Apabila diterjemahkan kedalam bahasa Indonesia kurang lebih berbunyi :
Mengalami jaman gila, serba repot dalam bertindak,
ikut gila tidak tahan
jika tidak ikut berbuat gila tidak memperoleh bagian hak milik,
akhirnya menjadi ketaparan.
Namun dari kehendak Allah,
seuntung untungnya orang yang lupa diri,
masih lebih babagia orang yang ingat dan waspada.
Pendiri Pesantren Luhur yakni Abah Mudlor juga memiliki hubungan dengan sastrawan, budayawan dan tokoh teologi tanah jawa ini. Beliau Abah Mudlor pernah meneliti Tokoh Kharismatik ini, dengan bimbingan Guru Beliau yakni Prof. Khoesnoe, guna Tema Disertasi yang akan beliau pilih disamping judul Analisis Transendental Tentang Jin Menurut Al-Quran dan Pengaruhnya Terhadap SDM. Namun beliau lebih memilih Tema Analisis Trasendental Tentang jin tersebut dibanding dengan tema Ronggowarsito, namun usaha dalam telusur literatur dan studi mendalam tentang Tokoh Ronggowarsito sangat berkesan bagi Abah Mudlor, sehingga salah satu cucu beliau dianugerahi Nama tokoh ini “Gus Ahmada Rangga Warsita” yang merupakan Putra dari Putra Abah “”Gus Muhammad Danial Farafish, SH. M. Hum”
DAFTAR PUSTAKA
[1] https://id.wikipedia.org/wiki/Rangga_Warsita
[2] Norma A. 1998. Zaman Edan Ronggowarsito. Yayasan Bentang Budaya : Yogyakarta
[3] https://karatonsurakarta.com/ronggowarsito/
[4] Simuh. 1988. Mistik Islam Kejawen. UI Press : Jakarta
Penulis : Mohammad Syarifuddin A. M.
Turut prihatin atas berita bilamana kondisi bangunan makam R.Ng Ranggawarsito tifak terawat dgn baik.

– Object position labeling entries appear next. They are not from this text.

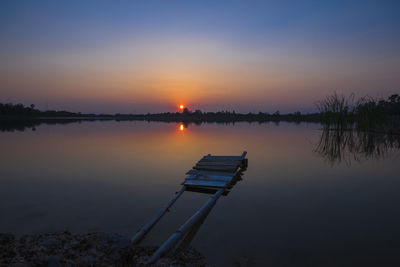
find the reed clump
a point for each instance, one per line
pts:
(367, 113)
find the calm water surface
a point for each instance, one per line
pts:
(300, 203)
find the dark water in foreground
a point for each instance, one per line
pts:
(304, 201)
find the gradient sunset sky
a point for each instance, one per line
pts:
(149, 56)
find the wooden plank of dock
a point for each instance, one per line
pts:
(217, 173)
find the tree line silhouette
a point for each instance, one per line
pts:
(334, 111)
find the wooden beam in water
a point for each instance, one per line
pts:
(145, 229)
(202, 172)
(216, 168)
(209, 178)
(205, 183)
(183, 230)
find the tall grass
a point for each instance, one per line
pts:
(367, 113)
(336, 109)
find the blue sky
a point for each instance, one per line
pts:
(146, 56)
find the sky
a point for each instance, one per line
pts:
(150, 56)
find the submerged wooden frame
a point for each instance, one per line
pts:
(212, 174)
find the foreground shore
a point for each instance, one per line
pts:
(92, 249)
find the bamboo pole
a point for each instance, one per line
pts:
(174, 239)
(145, 229)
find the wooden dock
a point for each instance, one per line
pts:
(211, 174)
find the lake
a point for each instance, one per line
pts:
(308, 197)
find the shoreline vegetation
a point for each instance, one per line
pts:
(335, 111)
(91, 249)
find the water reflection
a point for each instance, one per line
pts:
(346, 144)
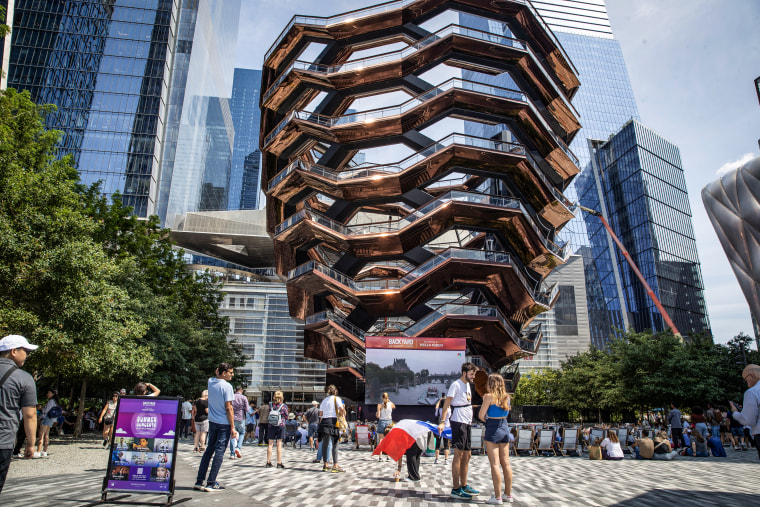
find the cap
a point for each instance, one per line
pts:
(15, 341)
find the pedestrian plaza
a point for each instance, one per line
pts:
(367, 482)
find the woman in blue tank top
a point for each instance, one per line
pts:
(494, 411)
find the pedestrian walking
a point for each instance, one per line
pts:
(278, 415)
(329, 410)
(494, 411)
(459, 398)
(187, 418)
(750, 412)
(18, 395)
(312, 419)
(221, 426)
(239, 409)
(384, 419)
(263, 423)
(107, 415)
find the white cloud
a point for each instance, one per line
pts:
(730, 166)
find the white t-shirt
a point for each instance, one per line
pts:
(328, 406)
(446, 423)
(613, 449)
(461, 401)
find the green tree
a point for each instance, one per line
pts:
(58, 286)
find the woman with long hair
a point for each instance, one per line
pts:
(384, 419)
(329, 410)
(494, 411)
(200, 418)
(278, 414)
(106, 417)
(611, 447)
(48, 419)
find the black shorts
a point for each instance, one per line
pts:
(460, 436)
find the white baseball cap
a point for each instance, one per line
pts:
(15, 341)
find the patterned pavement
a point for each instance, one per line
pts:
(367, 482)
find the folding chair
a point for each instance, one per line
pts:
(570, 441)
(524, 440)
(545, 441)
(363, 437)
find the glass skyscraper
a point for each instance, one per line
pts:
(245, 155)
(640, 176)
(104, 64)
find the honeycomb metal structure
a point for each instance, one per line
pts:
(454, 240)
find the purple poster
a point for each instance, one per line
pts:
(143, 445)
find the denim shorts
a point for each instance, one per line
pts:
(382, 424)
(497, 431)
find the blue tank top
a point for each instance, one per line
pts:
(496, 411)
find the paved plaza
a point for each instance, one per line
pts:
(367, 482)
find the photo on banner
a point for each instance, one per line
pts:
(143, 446)
(412, 370)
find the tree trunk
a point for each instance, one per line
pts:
(80, 409)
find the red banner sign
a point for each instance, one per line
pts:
(415, 343)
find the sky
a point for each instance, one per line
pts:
(692, 64)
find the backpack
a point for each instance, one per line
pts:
(275, 417)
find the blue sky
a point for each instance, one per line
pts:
(692, 64)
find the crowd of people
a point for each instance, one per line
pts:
(223, 419)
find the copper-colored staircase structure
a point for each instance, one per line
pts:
(452, 240)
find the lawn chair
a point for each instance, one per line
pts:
(570, 442)
(476, 439)
(363, 437)
(524, 440)
(545, 441)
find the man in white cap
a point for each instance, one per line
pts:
(18, 395)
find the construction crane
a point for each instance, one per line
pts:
(635, 269)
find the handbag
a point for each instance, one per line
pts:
(340, 423)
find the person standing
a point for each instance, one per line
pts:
(676, 428)
(239, 408)
(750, 412)
(312, 418)
(442, 442)
(384, 419)
(200, 415)
(221, 426)
(459, 398)
(278, 414)
(187, 418)
(107, 415)
(494, 411)
(329, 410)
(18, 395)
(263, 423)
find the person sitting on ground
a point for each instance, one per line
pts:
(662, 448)
(715, 446)
(644, 446)
(698, 444)
(611, 447)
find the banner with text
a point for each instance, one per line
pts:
(412, 370)
(144, 445)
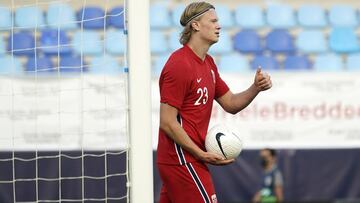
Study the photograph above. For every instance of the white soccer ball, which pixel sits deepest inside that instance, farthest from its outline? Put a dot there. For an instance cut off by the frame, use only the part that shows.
(224, 141)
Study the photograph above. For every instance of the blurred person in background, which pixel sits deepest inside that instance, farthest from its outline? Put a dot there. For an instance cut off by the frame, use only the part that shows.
(272, 181)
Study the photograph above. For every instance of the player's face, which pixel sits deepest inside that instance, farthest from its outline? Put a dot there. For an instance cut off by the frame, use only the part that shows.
(209, 27)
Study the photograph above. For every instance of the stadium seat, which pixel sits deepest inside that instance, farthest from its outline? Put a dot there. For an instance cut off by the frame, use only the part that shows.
(87, 42)
(115, 42)
(280, 16)
(342, 16)
(105, 64)
(223, 46)
(159, 15)
(343, 40)
(297, 63)
(21, 43)
(10, 65)
(116, 17)
(39, 65)
(28, 17)
(279, 41)
(61, 15)
(265, 62)
(91, 17)
(249, 16)
(5, 18)
(226, 18)
(248, 41)
(311, 16)
(353, 62)
(311, 41)
(328, 62)
(233, 63)
(158, 42)
(53, 42)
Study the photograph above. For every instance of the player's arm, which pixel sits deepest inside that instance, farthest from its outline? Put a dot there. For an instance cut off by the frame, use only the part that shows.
(233, 103)
(172, 128)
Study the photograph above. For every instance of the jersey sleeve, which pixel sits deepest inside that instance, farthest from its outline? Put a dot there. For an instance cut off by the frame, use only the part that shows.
(174, 83)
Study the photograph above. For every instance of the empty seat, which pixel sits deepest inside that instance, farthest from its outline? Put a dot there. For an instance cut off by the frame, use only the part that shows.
(265, 62)
(249, 16)
(353, 62)
(87, 42)
(159, 15)
(61, 15)
(297, 63)
(233, 63)
(248, 41)
(158, 42)
(5, 18)
(280, 16)
(279, 41)
(91, 17)
(116, 17)
(343, 40)
(328, 62)
(223, 46)
(115, 42)
(39, 65)
(53, 42)
(311, 41)
(28, 17)
(342, 15)
(21, 43)
(311, 15)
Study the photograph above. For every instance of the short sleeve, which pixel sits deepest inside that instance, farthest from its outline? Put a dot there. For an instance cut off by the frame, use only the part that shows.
(174, 83)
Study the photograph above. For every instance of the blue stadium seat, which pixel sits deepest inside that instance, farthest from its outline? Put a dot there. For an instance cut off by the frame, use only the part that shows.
(105, 64)
(158, 42)
(39, 65)
(248, 41)
(280, 41)
(280, 16)
(28, 17)
(159, 16)
(297, 63)
(353, 62)
(343, 16)
(10, 65)
(115, 42)
(61, 15)
(249, 16)
(72, 64)
(226, 18)
(343, 40)
(311, 41)
(223, 46)
(21, 43)
(176, 14)
(5, 18)
(234, 63)
(312, 15)
(265, 62)
(328, 62)
(87, 42)
(116, 17)
(53, 42)
(91, 17)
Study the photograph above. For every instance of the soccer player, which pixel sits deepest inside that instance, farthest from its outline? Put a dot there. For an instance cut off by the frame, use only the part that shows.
(189, 83)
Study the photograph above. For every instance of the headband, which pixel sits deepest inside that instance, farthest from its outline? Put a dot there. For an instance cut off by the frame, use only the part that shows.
(196, 15)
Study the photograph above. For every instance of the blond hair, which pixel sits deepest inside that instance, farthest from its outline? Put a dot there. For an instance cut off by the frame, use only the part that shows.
(192, 11)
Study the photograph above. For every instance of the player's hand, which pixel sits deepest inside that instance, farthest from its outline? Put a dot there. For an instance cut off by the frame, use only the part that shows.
(262, 80)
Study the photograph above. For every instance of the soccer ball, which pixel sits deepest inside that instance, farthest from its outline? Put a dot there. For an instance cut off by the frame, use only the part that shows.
(222, 140)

Beliau adalah orang besar yg tidak hanya sbg budayawan, juga seorang pensyiar ajaran Rasulullah SAW.
Juga seorang pejuang rakyat jelata yg selalu melawan penjajahan belanda dg sastra dan bersuara melalui surat kabar hingga beliau di penjara hingga tiba ajalnya.
Oleh karena menghormati perjuangan beliau, Bung Karno menobatkan dg membangun patung Ranggawarsito yg terletak di dpn museum Surakarta, Solo.
Sungguh beruntung sekali bagi yg telah berziarah ke makam Ranggawarsito.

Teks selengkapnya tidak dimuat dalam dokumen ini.